Kepala BPS, Kecuk Suhariyanto, mengatakan IDI nasional 2018 sebesar 72,39 persen. "Angka ini meningkat tipis jika dibandingkan dengan IDI pada 2017 yang sebesar 72,11 persen. Dengan angka ini, maka IDI nasional kita masih tetap berada dalam status sedang," ujar Kecuk saat pemaparan IDI di Kantor BPS, Sawah Besar, Jakarta Pusat, Senin.
Kecuk menjelaskan, capaian angka IDI 2018 dipengaruhi oleh sejumlah faktor. Pertama, ada penurunan dari aspek kebebasan sipil sebesar 0,29 poin (dari 78,75 persen ke 78,46 persen).
Kedua, penurunan juga terjadi pada aspek hak-hak politik sebesar 0,84 poin (dari 66,63 persen ke 65,79 persen). Meski ada dua aspek mengalami penurunan, kata Kecuk, satu aspek lain yakni lembaga demokrasi mengalami peningkatan cukup besar, yakni 2,76 persen.

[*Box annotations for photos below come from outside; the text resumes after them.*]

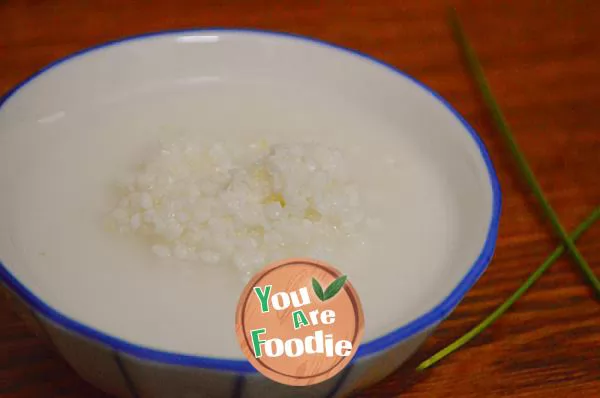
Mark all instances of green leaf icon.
[312,275,348,301]
[313,278,325,301]
[323,275,348,301]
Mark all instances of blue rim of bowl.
[0,28,502,373]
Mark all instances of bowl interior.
[0,30,497,358]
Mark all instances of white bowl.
[0,29,501,398]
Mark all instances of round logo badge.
[236,259,364,386]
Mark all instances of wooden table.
[0,0,600,398]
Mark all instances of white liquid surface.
[0,82,468,358]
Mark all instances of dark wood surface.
[0,0,600,398]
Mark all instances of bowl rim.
[0,27,502,373]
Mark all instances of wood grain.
[0,0,600,398]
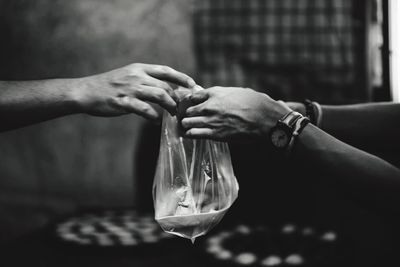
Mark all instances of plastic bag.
[153,89,239,242]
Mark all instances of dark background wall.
[0,0,195,243]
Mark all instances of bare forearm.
[294,125,400,214]
[0,79,84,131]
[321,103,400,149]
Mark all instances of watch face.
[271,128,290,148]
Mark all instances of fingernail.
[188,79,196,88]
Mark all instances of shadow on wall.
[0,0,194,243]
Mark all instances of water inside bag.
[153,89,239,242]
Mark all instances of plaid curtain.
[194,0,363,102]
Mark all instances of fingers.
[185,128,215,139]
[186,103,208,117]
[145,65,196,88]
[181,117,210,129]
[118,96,161,121]
[137,85,176,115]
[143,76,178,102]
[190,90,209,104]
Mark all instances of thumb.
[190,90,209,104]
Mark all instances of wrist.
[68,77,93,113]
[260,94,292,136]
[285,102,307,116]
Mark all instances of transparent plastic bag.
[153,89,239,242]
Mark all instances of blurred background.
[0,0,397,266]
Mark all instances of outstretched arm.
[0,64,195,131]
[287,102,400,151]
[182,87,400,218]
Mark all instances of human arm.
[182,87,400,217]
[0,63,195,131]
[287,102,400,151]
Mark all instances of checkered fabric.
[194,0,362,102]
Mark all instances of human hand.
[75,63,196,120]
[182,87,291,141]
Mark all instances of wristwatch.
[270,111,309,150]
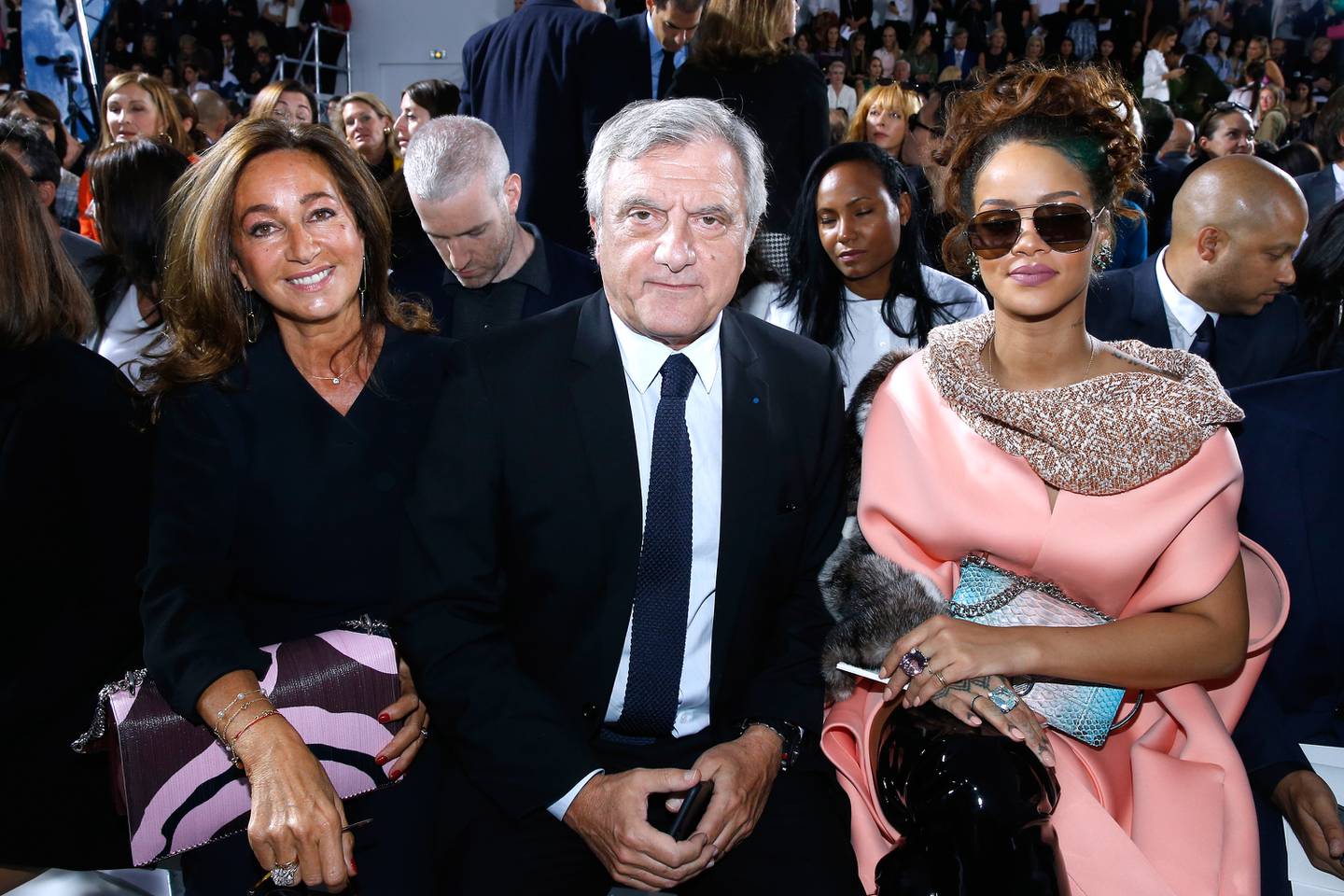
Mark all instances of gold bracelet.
[232,709,280,749]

"Kenaikan aspek lembaga demokrasi dari tahun sebelumnya sebesar 72,49 persen ke 75,25 persen. Sehingga walau dua aspek menurun, angka dari satu aspek ini membantu kenaikan IDI nasional," ungkapnya.
Kemudian, dari aspek-aspek di atas diturunkan ke dalam variabel. Dari situ ada sejumlah variabel yang mengalami kenaikan dan penurunan. Menurut Kecuk, ada enam variabel yang mengalami peningkatan dan empat variabel mengalami penurunan.
Tiga variabel dengan peningkatan terbesar yakni variabel peran parpol yang meningkat 10,46 poin, variabel peran peradilan yang independen meningkat 4,41 poin dan variabel kebebasan berkumpul-berserikat meningkat sebesar 3,19 poin.
"Sementara itu, ada dua variabel yang mengalami penurunan terbesar. Yakni variabel partisipasi politik dalam pengambilan keputusan dan pengawasan (menurun 1,88 poin) dan variabel kebebasan berkeyakinan yang menurun sebesar 1,42 poin, " tambah Kecuk.